En casa almorzamos a las dos y media en punto. Los domingos se sirve un aperitivo a las dos y cuarto: un poco de queso, embutido, papas fritas, cervezas y cocacolas. Comentamos las noticias, nos pasamos los platos, preguntamos por los ausentes, se hacen planes de viajes, los que regresan relatan anécdotas del suyo; aunque si corre el señor Alonso o juega el señor Nadal o dan un buen partido de fútbol, casi no se habla de otra cosa. A menudo me siento ante la larga mesa a las dos y media pasadas, cuando alguien está terminando de decir ...El Rey de la Gloria nos haga partícipes de la Mesa Celestial, justo a tiempo de persignarme y de responder con los demás: Amén. Hay días en que la perspectiva de la puntualidad me agobia desde por la mañana. Me viene fatal ir a comer a casa. Se me ocurren varias cosas más urgentes o amenas que hacer. ¿Por qué no podré coger los platos de la nevera y calentarlos en el microondas? Comer solo, a cualquier hora.

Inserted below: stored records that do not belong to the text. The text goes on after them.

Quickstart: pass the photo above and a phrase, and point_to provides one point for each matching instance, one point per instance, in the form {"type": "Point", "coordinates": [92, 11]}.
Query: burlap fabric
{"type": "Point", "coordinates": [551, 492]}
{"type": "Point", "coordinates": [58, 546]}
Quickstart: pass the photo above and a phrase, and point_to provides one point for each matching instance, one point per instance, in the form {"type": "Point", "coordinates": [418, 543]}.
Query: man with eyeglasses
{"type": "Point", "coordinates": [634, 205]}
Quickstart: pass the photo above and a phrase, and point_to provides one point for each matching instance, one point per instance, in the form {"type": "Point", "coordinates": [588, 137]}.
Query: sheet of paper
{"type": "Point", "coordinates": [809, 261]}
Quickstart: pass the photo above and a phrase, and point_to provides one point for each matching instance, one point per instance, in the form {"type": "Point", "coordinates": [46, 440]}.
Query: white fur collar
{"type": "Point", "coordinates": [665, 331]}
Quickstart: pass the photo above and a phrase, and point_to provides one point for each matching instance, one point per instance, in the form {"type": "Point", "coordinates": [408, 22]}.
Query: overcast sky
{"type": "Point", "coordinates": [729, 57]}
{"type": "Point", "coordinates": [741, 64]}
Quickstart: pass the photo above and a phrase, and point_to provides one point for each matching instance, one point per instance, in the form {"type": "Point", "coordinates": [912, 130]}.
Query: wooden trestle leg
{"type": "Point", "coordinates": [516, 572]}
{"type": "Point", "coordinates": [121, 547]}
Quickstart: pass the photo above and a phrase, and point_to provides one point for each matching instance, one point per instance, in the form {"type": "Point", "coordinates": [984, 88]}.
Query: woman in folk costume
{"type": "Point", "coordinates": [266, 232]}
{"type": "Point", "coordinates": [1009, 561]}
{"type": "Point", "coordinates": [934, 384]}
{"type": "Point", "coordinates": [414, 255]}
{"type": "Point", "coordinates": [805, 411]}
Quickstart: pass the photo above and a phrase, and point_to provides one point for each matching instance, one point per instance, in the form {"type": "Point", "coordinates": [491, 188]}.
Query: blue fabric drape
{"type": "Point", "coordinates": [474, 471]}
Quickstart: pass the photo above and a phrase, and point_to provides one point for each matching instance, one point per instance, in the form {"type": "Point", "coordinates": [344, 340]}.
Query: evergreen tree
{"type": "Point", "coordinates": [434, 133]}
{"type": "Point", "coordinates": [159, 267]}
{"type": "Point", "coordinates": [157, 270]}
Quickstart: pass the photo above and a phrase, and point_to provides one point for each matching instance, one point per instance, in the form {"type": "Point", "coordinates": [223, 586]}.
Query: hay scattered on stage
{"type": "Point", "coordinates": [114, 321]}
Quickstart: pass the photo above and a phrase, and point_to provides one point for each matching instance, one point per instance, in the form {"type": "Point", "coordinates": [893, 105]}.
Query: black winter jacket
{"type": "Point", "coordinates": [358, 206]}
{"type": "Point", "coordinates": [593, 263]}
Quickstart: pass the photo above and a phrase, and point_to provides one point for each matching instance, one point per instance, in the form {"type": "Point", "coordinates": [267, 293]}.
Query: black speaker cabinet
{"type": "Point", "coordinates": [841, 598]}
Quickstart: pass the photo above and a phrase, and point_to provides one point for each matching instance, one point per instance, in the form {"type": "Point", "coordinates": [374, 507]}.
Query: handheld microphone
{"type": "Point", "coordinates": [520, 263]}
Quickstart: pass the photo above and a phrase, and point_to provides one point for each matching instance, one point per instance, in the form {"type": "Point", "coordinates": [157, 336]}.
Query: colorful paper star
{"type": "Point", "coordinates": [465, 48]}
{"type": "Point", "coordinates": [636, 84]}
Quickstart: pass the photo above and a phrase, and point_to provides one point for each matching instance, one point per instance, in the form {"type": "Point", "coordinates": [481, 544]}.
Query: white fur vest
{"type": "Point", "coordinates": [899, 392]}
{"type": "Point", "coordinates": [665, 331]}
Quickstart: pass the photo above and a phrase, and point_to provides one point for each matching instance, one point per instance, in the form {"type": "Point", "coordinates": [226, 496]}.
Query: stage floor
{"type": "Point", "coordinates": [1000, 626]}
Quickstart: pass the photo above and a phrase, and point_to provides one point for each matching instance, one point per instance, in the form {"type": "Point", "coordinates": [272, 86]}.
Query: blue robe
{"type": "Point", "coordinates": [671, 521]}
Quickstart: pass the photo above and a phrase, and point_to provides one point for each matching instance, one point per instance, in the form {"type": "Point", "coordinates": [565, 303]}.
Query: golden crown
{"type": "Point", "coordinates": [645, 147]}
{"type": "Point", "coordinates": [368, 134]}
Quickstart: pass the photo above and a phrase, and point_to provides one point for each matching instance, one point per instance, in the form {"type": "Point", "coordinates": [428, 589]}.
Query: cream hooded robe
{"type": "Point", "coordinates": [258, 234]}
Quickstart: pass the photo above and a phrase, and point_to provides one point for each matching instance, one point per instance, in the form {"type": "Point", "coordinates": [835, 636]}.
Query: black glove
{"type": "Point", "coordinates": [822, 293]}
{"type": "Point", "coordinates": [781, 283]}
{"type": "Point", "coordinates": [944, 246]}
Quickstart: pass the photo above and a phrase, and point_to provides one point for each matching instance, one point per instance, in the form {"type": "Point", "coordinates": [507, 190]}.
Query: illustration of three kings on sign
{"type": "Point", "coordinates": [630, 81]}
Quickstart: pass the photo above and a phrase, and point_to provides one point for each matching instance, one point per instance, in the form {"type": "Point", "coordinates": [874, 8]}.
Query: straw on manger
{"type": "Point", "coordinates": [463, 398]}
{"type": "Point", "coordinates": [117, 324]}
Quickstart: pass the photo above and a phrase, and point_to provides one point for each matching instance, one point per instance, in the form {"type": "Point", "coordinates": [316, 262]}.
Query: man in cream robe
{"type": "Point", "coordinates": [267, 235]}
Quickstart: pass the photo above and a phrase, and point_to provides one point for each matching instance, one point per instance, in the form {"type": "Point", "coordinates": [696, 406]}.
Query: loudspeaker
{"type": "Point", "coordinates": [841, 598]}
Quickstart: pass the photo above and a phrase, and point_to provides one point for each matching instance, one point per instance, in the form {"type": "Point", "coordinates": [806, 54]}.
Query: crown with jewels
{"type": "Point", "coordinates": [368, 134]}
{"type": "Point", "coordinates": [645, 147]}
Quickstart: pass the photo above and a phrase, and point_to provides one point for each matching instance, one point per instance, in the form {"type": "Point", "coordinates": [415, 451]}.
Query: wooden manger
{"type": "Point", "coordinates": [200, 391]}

Hoy me encontraba leyendo unos cuentos de Bernard Malamud (1914-1986) traducidos por el señor Damià Alou. Son cuentos que exigen mucha concentración, no porque tengan un lenguaje oscuro o una trama inaprensible, qué va, todo lo contrario: son bastante breves, su prosa es concisa y cristalina, y en cuanto a la trama, suelen presentar un único conflicto, expuesto limpiamente desde las primeras frases. ¿En qué necesitaba, entonces, emplear la mayor concentración al leerlos? No estoy muy seguro, pero ando tras la pista de que se trata de todo lo que no dicen pero está expresándose de alguna forma; o de todo eso que dicen de pasada, como si no tuviera importancia, y tiene la mayor importancia. Unas veces es un pequeño gesto de una madre con su hijo, lo que nos revela que ella es prácticamente invidente y, entonces, el conjunto adquiere una nueva luz y comprendemos mejor. Otras veces, son un recuerdo o una pesadilla de la infancia, intercalados en la acción del presente, sin que aparentemente modifiquen nada aunque, en realidad, acaban de perturbar radicalmente lo que creíamos que nos estaba diciendo la historia.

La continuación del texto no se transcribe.